P1: Strengthen part 6

  1. Decide whether to keep the current eight-principle structure.
  2. If the structure stays, make each principle do distinct work.
  3. Add one concrete workflow example to part 6.
  4. Add one concrete handoff artifact example to part 6.
  5. Add one concrete validation flow example to part 6.
  6. Add one concrete human-oversight mechanism to part 6.
  7. Replace The Verge citation with GitHub’s official Agent HQ post or equivalent official source.
  8. Tighten Principle 1 so it is supported by artifact- and handoff-specific evidence, not just tool documentation language.
  9. Tighten Principle 2 so role separation is shown as an engineering control, not an org-chart metaphor.
  10. Tighten Principle 3 so orchestration is defined in operational terms.
  11. Tighten Principle 4 so testing/evals are tied to concrete system checks.
  12. Tighten Principle 5 so deployment and feedback loops are tied to real guardrails and review mechanisms.
  13. Tighten Principle 6 so modular human-agent collaboration is framed as staged adoption rather than a slogan.
  14. Tighten Principle 7 so it clearly inherits the argument from part 5 instead of repeating it.
  15. Tighten Principle 8 so it does not sound circular or fatalistic.
  16. Make the finale feel like a payoff, not a recap.

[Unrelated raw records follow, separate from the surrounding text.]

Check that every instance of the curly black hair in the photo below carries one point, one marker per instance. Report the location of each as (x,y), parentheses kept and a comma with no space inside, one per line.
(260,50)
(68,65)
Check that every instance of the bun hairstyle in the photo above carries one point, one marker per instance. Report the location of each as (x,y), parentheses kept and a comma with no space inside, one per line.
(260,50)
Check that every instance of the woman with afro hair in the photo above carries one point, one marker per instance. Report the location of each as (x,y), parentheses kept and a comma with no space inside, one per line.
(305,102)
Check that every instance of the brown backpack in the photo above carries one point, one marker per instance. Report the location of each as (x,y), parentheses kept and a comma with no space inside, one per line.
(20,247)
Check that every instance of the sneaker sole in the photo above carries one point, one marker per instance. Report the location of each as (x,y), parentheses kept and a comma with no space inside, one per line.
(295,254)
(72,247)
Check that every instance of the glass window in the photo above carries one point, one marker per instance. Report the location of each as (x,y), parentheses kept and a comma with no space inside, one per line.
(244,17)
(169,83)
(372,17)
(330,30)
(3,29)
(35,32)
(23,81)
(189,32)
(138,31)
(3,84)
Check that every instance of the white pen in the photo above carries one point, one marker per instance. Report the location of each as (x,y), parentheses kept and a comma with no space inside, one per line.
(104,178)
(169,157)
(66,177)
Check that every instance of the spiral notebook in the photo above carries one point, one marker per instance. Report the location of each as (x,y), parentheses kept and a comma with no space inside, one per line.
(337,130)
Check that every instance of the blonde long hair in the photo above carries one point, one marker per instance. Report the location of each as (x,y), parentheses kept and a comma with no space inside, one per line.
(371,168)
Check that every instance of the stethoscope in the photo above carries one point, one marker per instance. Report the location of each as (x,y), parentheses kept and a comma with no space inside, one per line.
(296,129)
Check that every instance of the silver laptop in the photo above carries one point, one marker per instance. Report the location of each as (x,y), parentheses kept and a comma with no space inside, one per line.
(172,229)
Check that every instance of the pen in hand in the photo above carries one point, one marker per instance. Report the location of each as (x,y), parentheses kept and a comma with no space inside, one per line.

P2: Add real-world grounding

  1. Add one concrete failure case where an unstructured agentic system broke down.
  2. Make sure that case shows one of the series’ claimed failure modes: drift, duplication, review overload, coordination collapse, or validation failure.
  3. Add one concrete success case where structured artifacts or orchestration improved outcomes.
  4. Make sure the success case actually illustrates the design being recommended, not just “multi-agent worked.”
  5. Add one example where humans remain in the loop for judgment, approval, or exception handling.
  6. Add one example where the system deliberately keeps the task simple and avoids unnecessary agent complexity.

P2: Source upgrades

  1. Keep GitClear as the primary source for the code-quality drift discussion if the exact claims remain accurate.
  2. Drop DevClass as the main support for those same GitClear claims.
  3. Pull stronger lifecycle/process sources into parts 2 and 3 from the research drafts.
  4. Pull stronger agent-design and context-engineering sources into parts 4 and 6 from the research drafts.
  5. Pull stronger multi-agent failure and framework-evaluation sources into parts 4 and 5 from the research drafts.
  6. Pull stronger Amdahl and TOC sources into part 5 from the research drafts.
  7. Prefer original papers, official reports, standards, handbooks, and official engineering posts over commentary.
  8. Only use secondary sources when primaries are unavailable or when the secondary source is intentionally being cited as commentary.

P2: Structural polish

  1. Recheck the opening and closing paragraph of each post so each one has a single clear job.
  2. Make sure part 1 is diagnosis, not partial solution.
  3. Make sure part 2 is about artifacts, not pipelines.
  4. Make sure part 3 is about pipelines, not artisanal practice.
  5. Make sure part 4 is about maturity/discipline, not constraints.
  6. Make sure part 5 is about limits, not broad design advice.
  7. Make sure part 6 is about design response, not repeated diagnosis.
  8. Recheck series navigation blocks in all six posts.
  9. Recheck every “Part X” forward link.
  10. Recheck every title and subtitle for overlap in meaning.

Final verification

  1. Open every external link after revisions.
  2. Confirm every link still resolves to the intended source.
  3. Confirm every nearby claim is actually supported by that exact source.
  4. Confirm no placeholder text remains anywhere in the series.
  5. Confirm no social-post citation remains as the sole support for a substantive claim.
  6. Confirm parts 2 and 3 now have adequate citations.
  7. Confirm part 6 now contains concrete operational payoff.
  8. Confirm duplicated arguments have been removed.
  9. Confirm the causal progression across all six posts is now explicit.
  10. Confirm the final version still preserves the series’ core thesis while making it more rigorous.